As NASA's Orion craft makes its first flight in the decades-long journey to land humans on Mars, the craft will strike many people as a throwback. Squint an eye and the Orion crew module bears a remarkable resemblance to the Apollo craft that ferried astronauts to the moon more than 40 years ago.

NASA's choice of a blunt-bottomed conical capsule design on both spacecraft isn't an accident. The blunt cone shape causes high drag to help slow the craft as it descends. When it returns to earth from its farther-flung missions, Orion will be traveling at nearly 7 miles per second, a hypersonic speed multiple times faster than the speed of sound. At that speed, managing the enormous temperatures the craft will generate—which exceed 5,000 degrees Fahrenheit—will require an effective design with intense shielding. That's one reason the initial test flight's prime job is to assess the updated shield built for Orion.

"The 'capsule shape' happens to be good aerodynamically for slowing down the vehicle without it burning up like a meteor," Kelly Smith, a NASA guidance engineer, wrote last month in a public discussion the agency held on Reddit. "Sharp shapes tend to heat up too much and melt/vaporize. A blunt shape works well hypersonically for keeping the heating to more manageable levels. If you look at ballistic missiles, all of their nose cones are 'blunt' as well (spheres, sphere-cones, etc) to deal with the extreme heating environment."

apollo-vs-orion
Courtesy NASA

 

 

 

 

 

 

The cone's imbalanced shape also causes the craft to fly "crooked" as it hurtles toward earth at a rate of about five times the speed of sound, Smith explained. "This angle of attack causes Orion to have a little bit of lift; we can use this lift to steer the vehicle and control the entry trajectory by banking Orion like a glider," he wrote. Russia uses a similar shape for its Soyuz capsules, as does SpaceX's Dragon spacecraft.

Weather permitting, Orion has been rescheduled to launch on Friday morning on a 4.5-hour, two-orbit cycle around earth, reaching an altitude 15 times higher than that of the International Space Station.
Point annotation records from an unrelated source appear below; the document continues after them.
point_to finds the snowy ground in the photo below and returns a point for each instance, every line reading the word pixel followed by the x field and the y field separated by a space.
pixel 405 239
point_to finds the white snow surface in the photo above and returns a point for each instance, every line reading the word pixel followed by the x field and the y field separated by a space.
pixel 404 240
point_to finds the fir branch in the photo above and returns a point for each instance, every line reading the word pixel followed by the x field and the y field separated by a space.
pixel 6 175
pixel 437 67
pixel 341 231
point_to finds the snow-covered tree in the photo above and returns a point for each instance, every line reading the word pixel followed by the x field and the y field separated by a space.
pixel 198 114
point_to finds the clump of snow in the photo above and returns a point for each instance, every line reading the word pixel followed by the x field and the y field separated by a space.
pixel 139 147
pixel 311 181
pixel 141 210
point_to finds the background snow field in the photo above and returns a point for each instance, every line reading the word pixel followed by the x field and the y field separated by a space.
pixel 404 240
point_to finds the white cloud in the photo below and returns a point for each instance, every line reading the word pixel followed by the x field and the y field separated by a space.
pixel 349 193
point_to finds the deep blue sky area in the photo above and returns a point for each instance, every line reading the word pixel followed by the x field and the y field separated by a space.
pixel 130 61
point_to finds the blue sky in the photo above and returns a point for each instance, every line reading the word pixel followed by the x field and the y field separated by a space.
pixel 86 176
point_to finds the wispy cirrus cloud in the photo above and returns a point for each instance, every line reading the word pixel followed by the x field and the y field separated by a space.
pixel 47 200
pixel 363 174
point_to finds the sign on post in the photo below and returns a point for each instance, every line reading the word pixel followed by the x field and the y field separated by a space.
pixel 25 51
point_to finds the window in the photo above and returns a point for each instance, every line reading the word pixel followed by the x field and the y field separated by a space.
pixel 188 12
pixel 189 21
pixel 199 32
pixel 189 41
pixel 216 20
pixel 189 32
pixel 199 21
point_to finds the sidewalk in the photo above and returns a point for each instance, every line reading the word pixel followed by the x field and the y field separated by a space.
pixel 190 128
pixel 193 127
The 3,600-mile altitude will help NASA test the craft's response to the higher radiation levels found outside low-earth orbit—from which the space shuttle never strayed—and to reach a 20,000 miles per hour entry speed, about 84 percent of the speed generated by a return from the moon. "Although our computers have gotten a lot more powerful, the physics of atmospheric entry hasn't changed since Apollo," says NASA spokeswoman Stephanie Schierholz.

The Orion program's homage to Apollo doesn't end with the basic look. NASA also consulted with several retired employees who worked on the Apollo program; at least one will be on hand to observe the flight at Mission Control in Texas. Up close, the similarities end abruptly. Orion is roughly three times larger than the Apollo crew module, built to carry four astronauts as far as Mars, a 70-million mile round-trip journey that could take as many as 23 months. On shorter trips, the craft can fit six. 

 

 

Inside, Orion's "glass cockpit" would not look particularly foreign to any iPad user, with touchscreens similar to those used in modern jet cockpits. Eliminating physical switches and their associated cabling saves enormously on weight. Only about 60 physical switches remain.